Preprocessing your data¶
Helix allows you preprocess your data before training any models. This includes normalising your data, removing low variance features or highly correlated features.
Data Preprocessing Options¶
Normalisation Method for Independent Variables
If you select “Standardisation”, your independent variables will be normalised by subtracting the mean and dividing by the standard deviation for each feature. The resulting transformation has a mean of 0 and values are between -1 and 1.
If you select “Minmax”, your independent variables will be scaled based on the minimum and maximum value of each feature. The resulting transformation will have values between 0 and 1.
If you select “None”, the data will not be normalised.

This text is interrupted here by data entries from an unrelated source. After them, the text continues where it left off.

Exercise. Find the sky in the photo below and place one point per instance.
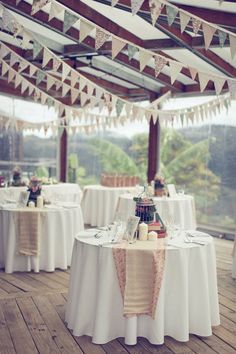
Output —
(33, 112)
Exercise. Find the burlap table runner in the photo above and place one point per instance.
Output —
(140, 269)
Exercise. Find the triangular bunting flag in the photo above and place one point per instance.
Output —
(144, 57)
(193, 72)
(219, 83)
(132, 50)
(36, 49)
(155, 10)
(171, 14)
(47, 56)
(117, 45)
(208, 33)
(65, 71)
(222, 37)
(32, 70)
(13, 59)
(196, 25)
(232, 42)
(38, 5)
(50, 82)
(74, 78)
(69, 20)
(5, 68)
(74, 95)
(101, 38)
(175, 69)
(160, 62)
(114, 2)
(84, 30)
(55, 10)
(184, 20)
(11, 75)
(203, 81)
(39, 77)
(135, 6)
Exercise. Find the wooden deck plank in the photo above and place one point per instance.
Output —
(20, 335)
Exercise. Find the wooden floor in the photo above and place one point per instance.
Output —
(32, 310)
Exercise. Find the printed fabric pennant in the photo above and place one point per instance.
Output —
(144, 57)
(101, 38)
(208, 33)
(37, 47)
(171, 14)
(84, 30)
(175, 69)
(117, 46)
(38, 5)
(135, 6)
(132, 50)
(196, 25)
(69, 20)
(184, 20)
(222, 37)
(232, 42)
(160, 62)
(155, 10)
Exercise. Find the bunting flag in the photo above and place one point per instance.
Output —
(37, 47)
(65, 71)
(32, 70)
(171, 14)
(203, 81)
(132, 50)
(144, 58)
(232, 41)
(175, 69)
(85, 29)
(117, 45)
(101, 38)
(208, 33)
(222, 37)
(193, 72)
(155, 10)
(40, 77)
(38, 5)
(69, 20)
(114, 2)
(184, 20)
(160, 62)
(135, 6)
(55, 9)
(196, 25)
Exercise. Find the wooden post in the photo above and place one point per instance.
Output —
(63, 156)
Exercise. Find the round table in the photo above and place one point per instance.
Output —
(58, 227)
(69, 192)
(187, 302)
(180, 209)
(99, 203)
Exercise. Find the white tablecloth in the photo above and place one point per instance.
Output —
(58, 226)
(69, 192)
(99, 204)
(181, 209)
(188, 300)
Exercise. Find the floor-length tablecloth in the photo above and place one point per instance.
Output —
(58, 229)
(179, 209)
(187, 303)
(99, 204)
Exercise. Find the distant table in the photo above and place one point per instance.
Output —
(58, 229)
(181, 209)
(187, 303)
(69, 192)
(99, 203)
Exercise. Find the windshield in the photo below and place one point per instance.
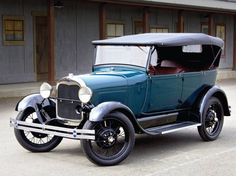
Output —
(128, 55)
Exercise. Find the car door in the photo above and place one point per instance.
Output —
(192, 83)
(164, 92)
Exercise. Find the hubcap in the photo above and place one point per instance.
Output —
(107, 138)
(212, 121)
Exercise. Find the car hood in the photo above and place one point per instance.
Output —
(111, 85)
(100, 80)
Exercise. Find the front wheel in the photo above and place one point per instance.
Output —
(32, 141)
(212, 120)
(114, 140)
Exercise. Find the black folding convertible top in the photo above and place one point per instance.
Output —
(163, 39)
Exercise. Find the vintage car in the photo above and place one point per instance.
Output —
(147, 83)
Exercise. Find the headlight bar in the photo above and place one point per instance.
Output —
(53, 130)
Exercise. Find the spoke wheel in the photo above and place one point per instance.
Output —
(114, 140)
(212, 121)
(33, 141)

Transformation Method for Dependent Variable
If you select Log, the dependent variable will transformed with the natural logarithm (
ln
/log e
). If the minimum of your dependent variable is less than or equal to 0, it is first transformed by(y - min(y)) + 1
to make all values positive, followed by the natural logarithm.If you select Square-root, the dependent variable is transformed by taking the sqare root of each value. If the minimum of your dependent variable is less than 0, it is first transformed by
y - min(y)
to make all values at least 0, followed by the square root.If you select “Minmax”, your dependent variable will be scaled based on the minimum and maximum value of each feature. The resulting transformation will have values between 0 and 1.

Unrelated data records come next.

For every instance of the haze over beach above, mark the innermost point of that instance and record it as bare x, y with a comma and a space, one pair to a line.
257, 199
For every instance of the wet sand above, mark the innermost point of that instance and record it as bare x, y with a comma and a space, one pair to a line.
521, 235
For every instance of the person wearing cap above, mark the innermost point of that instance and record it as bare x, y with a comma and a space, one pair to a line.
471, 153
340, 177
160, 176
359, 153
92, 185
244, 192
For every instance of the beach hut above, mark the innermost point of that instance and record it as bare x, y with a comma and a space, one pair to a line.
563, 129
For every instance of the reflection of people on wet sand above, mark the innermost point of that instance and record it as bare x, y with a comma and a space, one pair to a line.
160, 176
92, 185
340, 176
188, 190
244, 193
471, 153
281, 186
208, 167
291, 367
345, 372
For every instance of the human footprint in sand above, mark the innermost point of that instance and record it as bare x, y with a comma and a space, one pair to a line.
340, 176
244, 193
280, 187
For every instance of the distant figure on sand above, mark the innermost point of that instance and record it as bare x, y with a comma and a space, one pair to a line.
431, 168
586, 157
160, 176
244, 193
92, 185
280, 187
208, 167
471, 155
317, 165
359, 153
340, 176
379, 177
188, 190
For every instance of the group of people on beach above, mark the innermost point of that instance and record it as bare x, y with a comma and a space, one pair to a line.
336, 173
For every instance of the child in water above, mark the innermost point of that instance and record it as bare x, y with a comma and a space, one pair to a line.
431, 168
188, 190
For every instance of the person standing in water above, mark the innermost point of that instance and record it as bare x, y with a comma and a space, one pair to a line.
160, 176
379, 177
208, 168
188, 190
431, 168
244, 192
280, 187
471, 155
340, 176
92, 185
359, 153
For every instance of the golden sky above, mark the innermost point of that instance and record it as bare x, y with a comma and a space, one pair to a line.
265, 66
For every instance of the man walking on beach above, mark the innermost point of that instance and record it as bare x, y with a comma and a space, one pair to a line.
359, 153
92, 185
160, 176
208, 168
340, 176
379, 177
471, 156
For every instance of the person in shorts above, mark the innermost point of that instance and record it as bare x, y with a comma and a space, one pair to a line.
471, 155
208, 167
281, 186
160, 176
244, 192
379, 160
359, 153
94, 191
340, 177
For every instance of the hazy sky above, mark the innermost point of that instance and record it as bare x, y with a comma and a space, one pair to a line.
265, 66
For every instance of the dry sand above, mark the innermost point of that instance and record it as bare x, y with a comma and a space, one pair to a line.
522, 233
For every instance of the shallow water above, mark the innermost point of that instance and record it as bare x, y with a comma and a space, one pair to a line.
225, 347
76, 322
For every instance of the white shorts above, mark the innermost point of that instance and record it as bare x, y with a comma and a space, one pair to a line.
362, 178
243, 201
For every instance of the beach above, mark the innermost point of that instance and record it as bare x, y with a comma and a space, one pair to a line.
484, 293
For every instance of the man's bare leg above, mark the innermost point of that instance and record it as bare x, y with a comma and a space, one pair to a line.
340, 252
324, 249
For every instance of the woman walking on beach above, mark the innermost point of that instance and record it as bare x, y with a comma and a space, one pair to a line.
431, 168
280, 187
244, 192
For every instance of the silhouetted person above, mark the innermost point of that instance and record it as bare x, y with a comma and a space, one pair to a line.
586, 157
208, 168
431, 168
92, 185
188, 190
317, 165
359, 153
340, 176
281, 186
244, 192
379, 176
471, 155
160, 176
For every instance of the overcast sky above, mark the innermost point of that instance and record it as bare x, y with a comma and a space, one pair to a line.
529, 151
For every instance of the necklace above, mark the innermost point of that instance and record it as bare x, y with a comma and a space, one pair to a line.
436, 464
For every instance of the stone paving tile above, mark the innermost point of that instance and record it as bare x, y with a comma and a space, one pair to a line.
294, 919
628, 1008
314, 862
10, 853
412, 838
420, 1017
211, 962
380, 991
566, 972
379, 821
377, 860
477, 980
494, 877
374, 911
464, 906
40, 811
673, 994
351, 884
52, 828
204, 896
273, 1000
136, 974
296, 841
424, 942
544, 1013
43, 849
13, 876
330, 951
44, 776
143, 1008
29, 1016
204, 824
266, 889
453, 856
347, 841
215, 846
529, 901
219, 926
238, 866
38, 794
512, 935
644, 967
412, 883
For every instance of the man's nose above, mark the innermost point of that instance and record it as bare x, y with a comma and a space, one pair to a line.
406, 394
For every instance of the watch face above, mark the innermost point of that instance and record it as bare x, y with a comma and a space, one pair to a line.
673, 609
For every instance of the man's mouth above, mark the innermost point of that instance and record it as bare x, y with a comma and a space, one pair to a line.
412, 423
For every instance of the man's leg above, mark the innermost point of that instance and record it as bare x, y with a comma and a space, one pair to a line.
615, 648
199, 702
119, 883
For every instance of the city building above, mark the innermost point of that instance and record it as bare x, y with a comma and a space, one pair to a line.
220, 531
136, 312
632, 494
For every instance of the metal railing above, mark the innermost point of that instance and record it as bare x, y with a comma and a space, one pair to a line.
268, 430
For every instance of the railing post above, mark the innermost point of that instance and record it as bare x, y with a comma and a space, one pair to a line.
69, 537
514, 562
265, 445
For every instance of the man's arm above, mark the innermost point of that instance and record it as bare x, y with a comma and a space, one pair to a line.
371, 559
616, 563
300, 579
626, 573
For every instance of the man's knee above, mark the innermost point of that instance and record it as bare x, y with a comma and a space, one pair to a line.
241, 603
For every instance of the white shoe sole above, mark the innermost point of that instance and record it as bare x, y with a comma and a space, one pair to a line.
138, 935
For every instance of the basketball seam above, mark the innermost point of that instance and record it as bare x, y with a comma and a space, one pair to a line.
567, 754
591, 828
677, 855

If you select “Standardisation”, your dependent variable will be normalised by subtracting the mean and dividing by the standard deviation for each feature. The resulting transformation has a mean of 0 and values are between -1 and 1.

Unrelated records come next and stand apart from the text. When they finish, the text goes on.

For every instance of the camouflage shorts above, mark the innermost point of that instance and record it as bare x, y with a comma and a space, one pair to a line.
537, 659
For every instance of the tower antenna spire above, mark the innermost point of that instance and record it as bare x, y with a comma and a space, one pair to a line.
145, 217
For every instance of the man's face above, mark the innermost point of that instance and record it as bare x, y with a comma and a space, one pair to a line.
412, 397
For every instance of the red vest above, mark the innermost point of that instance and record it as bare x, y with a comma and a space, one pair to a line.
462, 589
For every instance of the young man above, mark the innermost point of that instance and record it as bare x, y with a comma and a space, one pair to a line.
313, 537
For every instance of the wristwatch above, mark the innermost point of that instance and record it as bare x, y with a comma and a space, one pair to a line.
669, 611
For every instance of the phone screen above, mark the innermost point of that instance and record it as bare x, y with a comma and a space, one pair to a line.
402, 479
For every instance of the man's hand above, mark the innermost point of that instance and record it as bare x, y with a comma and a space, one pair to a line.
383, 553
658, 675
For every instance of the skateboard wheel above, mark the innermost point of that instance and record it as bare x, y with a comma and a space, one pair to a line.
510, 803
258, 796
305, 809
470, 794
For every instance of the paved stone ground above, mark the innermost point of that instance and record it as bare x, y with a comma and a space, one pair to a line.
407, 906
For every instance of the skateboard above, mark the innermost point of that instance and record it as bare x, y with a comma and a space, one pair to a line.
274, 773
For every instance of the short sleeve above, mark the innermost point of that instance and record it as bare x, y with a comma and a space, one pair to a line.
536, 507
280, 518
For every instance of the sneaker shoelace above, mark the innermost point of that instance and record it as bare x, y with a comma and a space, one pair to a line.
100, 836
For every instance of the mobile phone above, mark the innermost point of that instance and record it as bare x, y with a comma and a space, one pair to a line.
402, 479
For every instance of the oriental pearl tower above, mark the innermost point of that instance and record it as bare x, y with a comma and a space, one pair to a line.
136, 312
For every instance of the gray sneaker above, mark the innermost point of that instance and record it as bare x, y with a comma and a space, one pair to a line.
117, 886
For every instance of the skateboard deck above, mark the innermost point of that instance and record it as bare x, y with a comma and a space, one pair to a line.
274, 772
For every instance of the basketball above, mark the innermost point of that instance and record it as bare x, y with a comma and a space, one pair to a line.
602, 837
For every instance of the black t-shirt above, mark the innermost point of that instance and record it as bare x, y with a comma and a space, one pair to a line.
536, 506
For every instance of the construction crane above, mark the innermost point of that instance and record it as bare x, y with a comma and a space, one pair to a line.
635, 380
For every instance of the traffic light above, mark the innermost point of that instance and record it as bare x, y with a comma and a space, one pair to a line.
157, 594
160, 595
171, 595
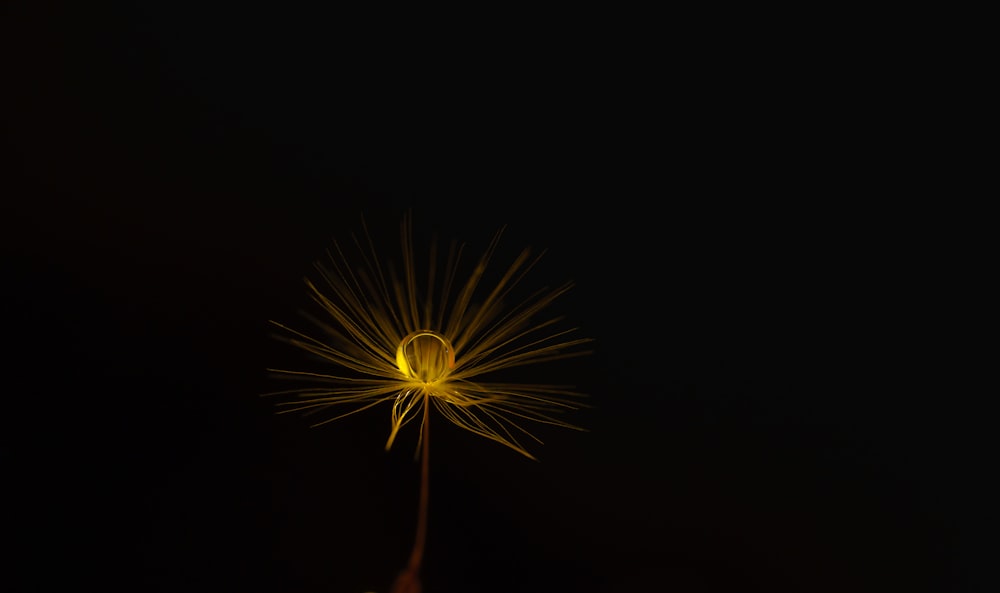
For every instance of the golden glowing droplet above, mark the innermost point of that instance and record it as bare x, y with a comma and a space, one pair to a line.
426, 356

If you select “None”, the data will not be normalised.
The dependent variable cannot be normalised if your expermiment’s probelm type is classification.
Feature selection¶
Remove low variance features
To remove features with low variance, click the checkbox labelled “Variance threshold”, then adjust the threshold between 0 and 1. (Default: 0.10)
Remove highly correlated features
To remove features that are highly correlated with one another, click the checkbox labelled “Correlation threshold”, then adjust the threshold between 0 and 1. (Default: 0.80)
Lasso feature selection
Select features using the Lasso algorithm. Click the checkbox labelled “Lasso Feature Selection” then set the regularisation term, which should be non-negative. (Default: 0.05)
Run feature selection¶
Once you have configured your preprocessing measures, click “Run Data Preprocessing”. You will see a summary of your preprocessed data below.
After preprocessing is completed, a copy of your preprocessed data is saved to your experiment with the name <data file>_preprocessed.csv
. E.g. BacterialAttachment.csv
would produce a file called BacterialAttachment_preprocessed.csv
. This data will be used for model training, feature importance.